General Model Recommendations

Model
The intent and value of developing a run-time application is so that it represents well data that is not currently available as it will need to run and provide accurate predictions in the future. This is the primary driver for generalization as it also supports increased confidence that the model accurately represents the system, not just the available training data. Try not to overtrain models.
It is also important to note that any ML is driven by correlation with the output data but use the correlation analysis tools to make sure that input variables do not have strong (generally greater than 0.85) correlations. Anytime two input variables are strongly correlated and also similarly correlated with the output data the relative sensitivities can be anything and generally lose importance or causal information. I.e., consider a case where:
  • Output = Input1 + 2* Input2
  • But also, that Input1 = 2*Input2 (100% correlated)
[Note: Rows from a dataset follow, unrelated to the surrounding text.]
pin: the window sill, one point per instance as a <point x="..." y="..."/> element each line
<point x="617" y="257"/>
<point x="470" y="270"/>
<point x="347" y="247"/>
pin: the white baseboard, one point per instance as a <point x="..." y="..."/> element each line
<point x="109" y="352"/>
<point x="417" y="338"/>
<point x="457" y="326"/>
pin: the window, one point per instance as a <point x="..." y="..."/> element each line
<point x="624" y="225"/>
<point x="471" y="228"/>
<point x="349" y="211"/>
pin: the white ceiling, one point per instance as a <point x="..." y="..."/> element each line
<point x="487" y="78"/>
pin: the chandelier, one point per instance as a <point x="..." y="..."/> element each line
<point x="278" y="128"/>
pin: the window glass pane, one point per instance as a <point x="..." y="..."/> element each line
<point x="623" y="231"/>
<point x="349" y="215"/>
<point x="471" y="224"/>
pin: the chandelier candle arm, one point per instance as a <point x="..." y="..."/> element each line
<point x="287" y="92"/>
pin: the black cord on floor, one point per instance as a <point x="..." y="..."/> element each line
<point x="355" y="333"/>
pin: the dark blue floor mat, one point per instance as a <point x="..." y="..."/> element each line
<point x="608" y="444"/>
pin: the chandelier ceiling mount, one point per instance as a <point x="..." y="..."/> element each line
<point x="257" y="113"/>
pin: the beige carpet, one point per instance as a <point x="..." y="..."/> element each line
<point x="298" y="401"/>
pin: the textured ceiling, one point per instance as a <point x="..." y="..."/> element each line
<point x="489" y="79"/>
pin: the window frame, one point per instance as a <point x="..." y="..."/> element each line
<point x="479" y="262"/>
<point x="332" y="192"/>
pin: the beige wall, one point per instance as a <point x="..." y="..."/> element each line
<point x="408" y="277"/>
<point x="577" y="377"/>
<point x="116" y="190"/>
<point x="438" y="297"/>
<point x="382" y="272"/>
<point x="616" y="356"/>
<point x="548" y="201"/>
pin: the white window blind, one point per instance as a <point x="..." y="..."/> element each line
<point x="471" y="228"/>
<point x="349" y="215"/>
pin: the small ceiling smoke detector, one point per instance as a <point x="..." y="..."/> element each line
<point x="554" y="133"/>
  • In that case, all the below and more solve this modeling objective:
    • Output = 0* Input1 + 4* Input2
    • Output = 2* Input1 + 0* Input2
    • Output = 5* Input1 - 8* Input2
    • Output = -2*Input1 + 8* Input2
Its best practice to eliminate correlated inputs and a variety of data preparation options can support what best reflects the data. We recommend that the data setup best match to the physical relationships and knowledge of the interaction of that data on the output. The user with measurement and system understanding should be the best judge even in the case that correlations are independent of the model target (for example, ratio controllers will force correlations such as these). Options include:
  • Add Input1 & Input2, these are parallel measurements that should be summed.
  • Average Input1 & Input2 when both have good quality, these are independent measurements of the same thing.
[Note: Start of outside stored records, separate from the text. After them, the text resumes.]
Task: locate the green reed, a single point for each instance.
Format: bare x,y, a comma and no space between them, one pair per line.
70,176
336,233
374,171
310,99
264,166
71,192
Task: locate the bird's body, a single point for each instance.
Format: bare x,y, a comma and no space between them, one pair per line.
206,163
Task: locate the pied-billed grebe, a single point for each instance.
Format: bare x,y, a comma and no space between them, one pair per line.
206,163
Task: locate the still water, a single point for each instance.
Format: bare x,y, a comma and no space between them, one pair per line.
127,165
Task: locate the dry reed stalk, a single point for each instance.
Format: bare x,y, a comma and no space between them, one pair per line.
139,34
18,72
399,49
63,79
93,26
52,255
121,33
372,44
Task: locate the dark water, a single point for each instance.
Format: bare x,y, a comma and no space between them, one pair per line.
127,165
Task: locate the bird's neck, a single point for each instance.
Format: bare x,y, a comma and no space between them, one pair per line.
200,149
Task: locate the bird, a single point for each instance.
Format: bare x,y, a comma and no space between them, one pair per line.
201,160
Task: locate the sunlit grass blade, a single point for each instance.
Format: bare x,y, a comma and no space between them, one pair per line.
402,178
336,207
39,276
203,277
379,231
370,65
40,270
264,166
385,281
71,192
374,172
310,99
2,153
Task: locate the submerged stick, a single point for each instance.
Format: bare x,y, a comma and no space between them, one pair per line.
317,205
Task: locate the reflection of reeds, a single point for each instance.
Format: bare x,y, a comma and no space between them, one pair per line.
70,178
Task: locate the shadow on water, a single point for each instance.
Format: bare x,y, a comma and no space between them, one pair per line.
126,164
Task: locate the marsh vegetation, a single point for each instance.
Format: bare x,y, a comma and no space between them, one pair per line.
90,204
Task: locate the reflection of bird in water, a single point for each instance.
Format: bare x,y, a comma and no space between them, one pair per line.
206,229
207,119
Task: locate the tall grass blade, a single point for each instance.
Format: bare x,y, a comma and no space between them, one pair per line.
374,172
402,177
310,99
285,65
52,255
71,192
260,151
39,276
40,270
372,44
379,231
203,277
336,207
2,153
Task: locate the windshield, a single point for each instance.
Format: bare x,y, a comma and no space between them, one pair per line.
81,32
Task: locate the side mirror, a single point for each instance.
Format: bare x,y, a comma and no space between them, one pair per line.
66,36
  • Remove one of these two inputs because, while similar one fundamentally or physically has a more important relationship on the model output (for example, PID control loop PV/feedback, Setpoint or CV/output).
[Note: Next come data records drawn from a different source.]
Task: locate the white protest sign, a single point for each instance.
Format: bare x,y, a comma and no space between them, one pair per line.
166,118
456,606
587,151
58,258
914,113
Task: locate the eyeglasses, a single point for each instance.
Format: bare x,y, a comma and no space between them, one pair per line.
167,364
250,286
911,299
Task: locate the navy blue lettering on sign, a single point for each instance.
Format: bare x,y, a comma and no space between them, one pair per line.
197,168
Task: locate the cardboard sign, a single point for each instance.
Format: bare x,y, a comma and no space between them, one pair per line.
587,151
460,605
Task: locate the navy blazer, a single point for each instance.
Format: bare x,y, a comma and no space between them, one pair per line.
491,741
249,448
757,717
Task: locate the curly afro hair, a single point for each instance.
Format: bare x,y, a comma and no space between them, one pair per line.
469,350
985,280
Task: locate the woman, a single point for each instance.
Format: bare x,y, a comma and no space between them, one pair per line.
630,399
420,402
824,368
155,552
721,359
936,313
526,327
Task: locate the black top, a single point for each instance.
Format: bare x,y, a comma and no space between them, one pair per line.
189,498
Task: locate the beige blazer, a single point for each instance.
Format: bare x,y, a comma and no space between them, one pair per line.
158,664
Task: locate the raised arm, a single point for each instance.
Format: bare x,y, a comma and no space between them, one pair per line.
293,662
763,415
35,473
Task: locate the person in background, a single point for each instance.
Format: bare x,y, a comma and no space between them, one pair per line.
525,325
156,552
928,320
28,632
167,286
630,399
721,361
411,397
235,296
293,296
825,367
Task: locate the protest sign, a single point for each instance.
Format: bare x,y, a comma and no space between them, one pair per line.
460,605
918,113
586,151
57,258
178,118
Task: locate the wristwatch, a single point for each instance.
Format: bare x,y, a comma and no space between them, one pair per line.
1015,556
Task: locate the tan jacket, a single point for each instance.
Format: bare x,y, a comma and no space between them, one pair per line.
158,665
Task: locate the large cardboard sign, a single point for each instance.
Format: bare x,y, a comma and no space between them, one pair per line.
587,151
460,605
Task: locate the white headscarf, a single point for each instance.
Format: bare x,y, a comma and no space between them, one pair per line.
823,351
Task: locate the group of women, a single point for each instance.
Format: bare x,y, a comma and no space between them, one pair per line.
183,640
  • Retail both inputs, but retain the primary input as is, and create a differentiated, more unique second input such as the normalized difference or ratio on the secondary input. This supports the use case where these are independent influences, that are frequently, but not always correlated to attempt to better learn the independent influences.
  • Create a dependent variable model on a state measurement that changes from an independent input and use the independent input and model residual as output model inputs.
    Hybrid RANN Regression
Use of Residual Activation Neural Network on dependent input variables.
Note that the challenges of correlated inputs tend to be much more significant on empirical modeling than physics-based modeling as with physics-based models (for example, implemented with expression modeling).
Best practice for modeling is supported within the Data Explorer workflow including:
  • Reducing unnecessary model inputs
  • Eliminating inappropriate or problematic measurement values or timeframes
  • Deal with input measurement noise or dynamics with available filtering or transforms
  • Eliminating or dealing with correlated model inputs
  • Confirm data balance and consider corrections leveraging histogram plots on input variables.